Call founded printing presses for LGBTQ publications and later opened gay adult shops and pornographic film screening venues.
He received a Purple Heart for his service in the Pacific War.
Born in 1917 in Missouri, Call enrolled in the University of Missouri in 1935 on a scholarship. He studied journalism.
Call enlisted in the United States Army in June 1941.
He saw combat in the Pacific War, where he was wounded and received the Purple Heart.
Returning to the United States in 1945, Call left the Army at the rank of captain and returned to the University of Missouri to complete his journalism degree.
Career and activism
After graduating, Call worked for several news outlets, including the Kansas City Star.
In 1952, while working for the Star, Call was arrested for “lewd conduct”. He paid an $800 bribe to have the charges dismissed. Call resigned his job and moved to San Francisco.
Once in San Francisco, Call became involved with the Mattachine Society, the first sustained gay rights group in the United States.
Following the resignations of the original leadership of the Mattachine Society in 1953, Call became president of the Society.

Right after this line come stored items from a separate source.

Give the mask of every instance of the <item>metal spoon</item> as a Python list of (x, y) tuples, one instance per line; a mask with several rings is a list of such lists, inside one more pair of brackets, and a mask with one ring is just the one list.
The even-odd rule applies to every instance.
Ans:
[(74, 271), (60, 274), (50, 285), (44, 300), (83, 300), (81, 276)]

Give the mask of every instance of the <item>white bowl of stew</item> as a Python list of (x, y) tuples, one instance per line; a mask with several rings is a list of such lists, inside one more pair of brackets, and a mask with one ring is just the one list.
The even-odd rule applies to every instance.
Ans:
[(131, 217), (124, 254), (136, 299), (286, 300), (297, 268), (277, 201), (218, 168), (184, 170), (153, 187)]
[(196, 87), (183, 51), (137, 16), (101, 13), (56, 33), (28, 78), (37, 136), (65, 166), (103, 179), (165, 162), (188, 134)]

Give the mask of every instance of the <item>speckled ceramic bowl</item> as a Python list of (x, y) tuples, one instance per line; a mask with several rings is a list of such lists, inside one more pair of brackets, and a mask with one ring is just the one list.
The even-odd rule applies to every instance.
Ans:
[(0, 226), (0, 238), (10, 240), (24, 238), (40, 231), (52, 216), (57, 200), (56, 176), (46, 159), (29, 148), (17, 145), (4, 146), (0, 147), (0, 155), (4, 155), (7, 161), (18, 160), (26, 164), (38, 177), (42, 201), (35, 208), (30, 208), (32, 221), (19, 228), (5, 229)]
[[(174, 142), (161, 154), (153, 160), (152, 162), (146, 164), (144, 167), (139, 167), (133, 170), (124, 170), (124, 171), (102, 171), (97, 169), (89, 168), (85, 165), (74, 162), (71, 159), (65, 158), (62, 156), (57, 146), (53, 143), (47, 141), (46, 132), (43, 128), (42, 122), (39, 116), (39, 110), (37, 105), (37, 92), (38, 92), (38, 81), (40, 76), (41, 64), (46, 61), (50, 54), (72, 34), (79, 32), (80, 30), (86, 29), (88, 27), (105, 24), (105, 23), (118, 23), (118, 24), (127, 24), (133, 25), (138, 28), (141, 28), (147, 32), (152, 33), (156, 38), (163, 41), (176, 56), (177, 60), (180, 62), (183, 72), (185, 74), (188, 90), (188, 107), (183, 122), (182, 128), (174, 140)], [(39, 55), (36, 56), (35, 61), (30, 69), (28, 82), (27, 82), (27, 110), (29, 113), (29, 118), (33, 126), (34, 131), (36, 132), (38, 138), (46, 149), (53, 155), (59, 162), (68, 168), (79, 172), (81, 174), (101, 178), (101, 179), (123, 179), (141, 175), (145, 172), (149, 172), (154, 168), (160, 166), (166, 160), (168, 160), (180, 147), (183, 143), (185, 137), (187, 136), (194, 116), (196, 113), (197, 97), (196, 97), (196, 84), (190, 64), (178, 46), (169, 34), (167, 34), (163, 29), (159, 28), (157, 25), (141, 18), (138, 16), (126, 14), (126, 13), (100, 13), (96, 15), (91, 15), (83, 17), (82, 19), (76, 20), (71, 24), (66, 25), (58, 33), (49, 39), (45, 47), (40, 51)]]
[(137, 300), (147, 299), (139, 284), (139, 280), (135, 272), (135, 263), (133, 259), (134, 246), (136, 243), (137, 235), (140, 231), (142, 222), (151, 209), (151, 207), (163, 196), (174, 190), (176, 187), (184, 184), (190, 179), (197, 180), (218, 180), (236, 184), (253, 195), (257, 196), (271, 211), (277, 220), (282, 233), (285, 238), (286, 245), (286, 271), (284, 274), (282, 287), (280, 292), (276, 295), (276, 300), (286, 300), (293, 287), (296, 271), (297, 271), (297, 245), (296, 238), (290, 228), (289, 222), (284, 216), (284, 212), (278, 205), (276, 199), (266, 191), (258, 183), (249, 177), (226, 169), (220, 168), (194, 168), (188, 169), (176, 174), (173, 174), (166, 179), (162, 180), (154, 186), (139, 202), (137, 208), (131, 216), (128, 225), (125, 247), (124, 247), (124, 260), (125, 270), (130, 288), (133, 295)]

Call frequently appeared on local television programs in the 1950s, one of the few openly gay men who spoke about gay issues, and appeared both in The Rejected, the first-ever television documentary on homosexuality, and “CBS Reports: The Homosexuals”, the first network broadcast on the subject.
In 1955 Call co-founded Pan Graphic Press, which printed The Mattachine Review, The Ladder and other homophile publications. He also founded Dorian Book Service, a gay and lesbian literature clearinghouse.
With the liberalization of obscenity laws beginning in the late 1950s and early 1960s, Call began marketing gay erotica through the Adonis Bookstore, the first gay adult shop in San Francisco. He later expanded the business to include peep shows, eventually opening the Circle J club as a venue for screening pornographic films and hosting “circle jerk” parties. Call also began filming pornographic “loops” of men masturbating on a gold couch in his office.
Call died of congestive heart failure in San Francisco in 2000, at the age of 83.